The next Mars Rover, Curiosity, was originally designed to carry onboard a 3D camera with two lenses working in conjunction to provide viewers on Earth with advanced photographs of the Martian surface and the ability to look in to what life on Mars might really look like.  And yet as budget cuts continue to gut the space program, NASA has been forced to drop the latest aspiration for 3D images of mars from its program.  Instead, NASA will be returning to Mars using only standard single frame photographs.  And this may partially be due to Cameron's reputation of going over-budget with his projects during a time when NASA is still scrambling for even basic support from the Government that once made it a symbol of western ingenuity and science.

But that's not the only dream ending this week for NASA as the Stardust comet chasing probe was finally shut down after its fuel tanks ran dangerously near empty and it was forced to expel the rest of its fuel.  When the fuel tank reaches empty, it will no longer be able to use its solar collectors to adjust it toward the sun.  And when the Stardust's batteries go dead, it will be gone for good.  At least until space travel becomes commonplace and it can be intercepted by a space-faring human race that finally took that final push and reached for the stars.  And from the looks of how things are on the ground, that dream too is farther away than ever.

Analysts have suggested ever since the beginning of the economic crisis that the future of NASA, while still possessing many of the same projects, may actually be a joint operation between several scientific organizations worldwide from several different nations.  Whether this is how the space program of 2021 is something that will have to be seen.

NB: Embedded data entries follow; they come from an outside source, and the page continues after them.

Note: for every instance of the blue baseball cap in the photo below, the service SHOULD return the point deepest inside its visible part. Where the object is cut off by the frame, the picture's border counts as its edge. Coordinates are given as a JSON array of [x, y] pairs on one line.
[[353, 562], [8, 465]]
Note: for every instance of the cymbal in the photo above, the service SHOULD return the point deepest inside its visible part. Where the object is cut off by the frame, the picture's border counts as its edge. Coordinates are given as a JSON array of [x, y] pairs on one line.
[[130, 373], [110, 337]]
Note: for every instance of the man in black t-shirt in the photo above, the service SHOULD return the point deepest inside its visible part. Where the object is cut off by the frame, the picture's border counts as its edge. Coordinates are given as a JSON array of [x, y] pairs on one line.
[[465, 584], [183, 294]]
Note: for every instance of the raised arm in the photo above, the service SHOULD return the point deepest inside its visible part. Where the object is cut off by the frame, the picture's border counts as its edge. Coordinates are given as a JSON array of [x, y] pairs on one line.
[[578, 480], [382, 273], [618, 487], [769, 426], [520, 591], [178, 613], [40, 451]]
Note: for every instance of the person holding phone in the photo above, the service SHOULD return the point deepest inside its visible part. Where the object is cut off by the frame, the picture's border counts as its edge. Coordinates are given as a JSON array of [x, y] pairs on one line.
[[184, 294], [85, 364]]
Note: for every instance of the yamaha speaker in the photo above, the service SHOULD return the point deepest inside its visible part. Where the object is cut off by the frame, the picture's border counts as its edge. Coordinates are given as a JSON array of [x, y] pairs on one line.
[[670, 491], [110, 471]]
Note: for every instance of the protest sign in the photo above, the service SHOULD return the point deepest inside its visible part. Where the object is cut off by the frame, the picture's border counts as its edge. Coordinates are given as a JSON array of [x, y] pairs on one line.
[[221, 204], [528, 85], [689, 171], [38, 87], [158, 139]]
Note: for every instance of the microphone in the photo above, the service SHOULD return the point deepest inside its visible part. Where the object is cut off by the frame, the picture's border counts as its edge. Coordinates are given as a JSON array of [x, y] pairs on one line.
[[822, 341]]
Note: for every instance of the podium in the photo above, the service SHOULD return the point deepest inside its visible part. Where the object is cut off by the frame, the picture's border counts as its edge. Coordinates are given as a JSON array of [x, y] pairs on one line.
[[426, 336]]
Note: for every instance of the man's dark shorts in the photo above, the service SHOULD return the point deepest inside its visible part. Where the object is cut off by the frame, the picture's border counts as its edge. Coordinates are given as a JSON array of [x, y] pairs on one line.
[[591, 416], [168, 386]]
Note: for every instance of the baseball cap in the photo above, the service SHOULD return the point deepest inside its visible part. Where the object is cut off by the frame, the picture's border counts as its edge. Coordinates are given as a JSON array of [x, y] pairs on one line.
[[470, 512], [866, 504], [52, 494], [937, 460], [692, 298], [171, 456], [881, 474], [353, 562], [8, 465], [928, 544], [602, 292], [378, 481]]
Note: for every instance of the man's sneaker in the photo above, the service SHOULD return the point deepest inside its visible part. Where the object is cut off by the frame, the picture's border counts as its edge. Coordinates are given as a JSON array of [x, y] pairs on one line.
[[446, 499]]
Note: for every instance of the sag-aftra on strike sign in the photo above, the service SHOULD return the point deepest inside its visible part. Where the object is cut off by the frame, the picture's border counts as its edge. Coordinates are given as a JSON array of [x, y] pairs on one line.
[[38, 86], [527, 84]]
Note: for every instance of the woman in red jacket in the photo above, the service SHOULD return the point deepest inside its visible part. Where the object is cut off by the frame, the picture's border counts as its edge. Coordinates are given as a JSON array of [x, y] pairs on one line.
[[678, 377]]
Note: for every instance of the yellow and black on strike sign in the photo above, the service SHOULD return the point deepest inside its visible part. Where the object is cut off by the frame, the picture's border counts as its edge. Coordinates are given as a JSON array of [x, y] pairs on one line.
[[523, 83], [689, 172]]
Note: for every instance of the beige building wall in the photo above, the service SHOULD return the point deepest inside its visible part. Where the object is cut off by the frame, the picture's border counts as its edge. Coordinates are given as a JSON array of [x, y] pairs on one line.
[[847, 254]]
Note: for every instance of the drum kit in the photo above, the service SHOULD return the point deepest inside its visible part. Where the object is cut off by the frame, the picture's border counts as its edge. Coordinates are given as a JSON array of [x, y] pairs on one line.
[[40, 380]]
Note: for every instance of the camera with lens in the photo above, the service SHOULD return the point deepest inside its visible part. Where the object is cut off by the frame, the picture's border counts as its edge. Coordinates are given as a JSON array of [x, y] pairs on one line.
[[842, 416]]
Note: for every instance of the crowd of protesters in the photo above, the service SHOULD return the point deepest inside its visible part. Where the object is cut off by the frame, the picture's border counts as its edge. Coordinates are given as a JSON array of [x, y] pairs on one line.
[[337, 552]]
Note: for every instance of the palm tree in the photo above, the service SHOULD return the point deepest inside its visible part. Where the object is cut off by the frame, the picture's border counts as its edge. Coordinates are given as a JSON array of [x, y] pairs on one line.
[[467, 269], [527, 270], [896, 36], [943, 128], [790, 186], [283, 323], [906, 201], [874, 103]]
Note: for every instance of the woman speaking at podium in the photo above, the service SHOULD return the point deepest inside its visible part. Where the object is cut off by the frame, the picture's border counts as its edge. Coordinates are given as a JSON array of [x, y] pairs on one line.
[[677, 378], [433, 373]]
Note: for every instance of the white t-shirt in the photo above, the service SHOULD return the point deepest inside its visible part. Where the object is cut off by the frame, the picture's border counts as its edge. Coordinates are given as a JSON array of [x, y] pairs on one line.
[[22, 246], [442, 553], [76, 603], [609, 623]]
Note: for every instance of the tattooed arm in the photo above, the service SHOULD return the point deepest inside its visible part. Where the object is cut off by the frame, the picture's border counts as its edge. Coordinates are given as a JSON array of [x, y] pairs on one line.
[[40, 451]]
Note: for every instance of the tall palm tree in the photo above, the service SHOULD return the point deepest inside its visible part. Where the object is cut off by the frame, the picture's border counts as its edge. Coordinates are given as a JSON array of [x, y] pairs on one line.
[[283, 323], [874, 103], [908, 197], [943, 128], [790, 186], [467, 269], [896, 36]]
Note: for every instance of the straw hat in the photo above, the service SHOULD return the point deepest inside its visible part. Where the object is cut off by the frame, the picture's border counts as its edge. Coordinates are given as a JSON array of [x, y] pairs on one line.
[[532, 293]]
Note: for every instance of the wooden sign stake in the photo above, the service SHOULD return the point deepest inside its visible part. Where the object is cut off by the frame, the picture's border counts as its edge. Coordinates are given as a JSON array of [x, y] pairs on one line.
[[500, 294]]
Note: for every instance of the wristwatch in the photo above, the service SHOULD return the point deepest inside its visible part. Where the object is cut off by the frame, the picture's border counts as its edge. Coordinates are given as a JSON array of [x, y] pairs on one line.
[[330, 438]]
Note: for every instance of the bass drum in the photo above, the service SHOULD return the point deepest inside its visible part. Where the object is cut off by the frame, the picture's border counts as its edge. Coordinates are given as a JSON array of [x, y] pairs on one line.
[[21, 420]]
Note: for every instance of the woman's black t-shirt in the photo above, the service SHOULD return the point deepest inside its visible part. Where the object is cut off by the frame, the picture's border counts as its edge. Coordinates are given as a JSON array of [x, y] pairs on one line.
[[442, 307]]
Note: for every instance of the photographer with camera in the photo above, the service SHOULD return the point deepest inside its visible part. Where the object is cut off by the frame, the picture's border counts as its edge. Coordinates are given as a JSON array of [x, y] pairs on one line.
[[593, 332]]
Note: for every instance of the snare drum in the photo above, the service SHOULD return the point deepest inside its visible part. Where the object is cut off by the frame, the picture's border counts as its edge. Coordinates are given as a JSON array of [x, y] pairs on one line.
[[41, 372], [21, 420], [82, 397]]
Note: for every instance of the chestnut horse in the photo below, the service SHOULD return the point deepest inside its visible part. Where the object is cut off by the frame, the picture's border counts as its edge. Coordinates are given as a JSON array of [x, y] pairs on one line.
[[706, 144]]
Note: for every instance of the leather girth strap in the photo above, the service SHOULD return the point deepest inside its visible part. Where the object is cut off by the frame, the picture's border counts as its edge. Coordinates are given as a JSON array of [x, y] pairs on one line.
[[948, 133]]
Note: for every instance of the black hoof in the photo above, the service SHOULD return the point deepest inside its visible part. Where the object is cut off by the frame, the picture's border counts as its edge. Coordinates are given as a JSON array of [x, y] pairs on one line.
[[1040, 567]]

Meanwhile, there is still hope for NASA's current incarnation.  After all, despite a lack of funding and having to cancel several of its more ambitious projects, the space program has made great strides in the past two years, first releasing information that the Moon possesses water in 2010 with the L-Cross and then doing the same for Mars shortly afterward.  The space program that brought us the words "That's one small step for a man" could still make one giant leap for mankind if public interest remains.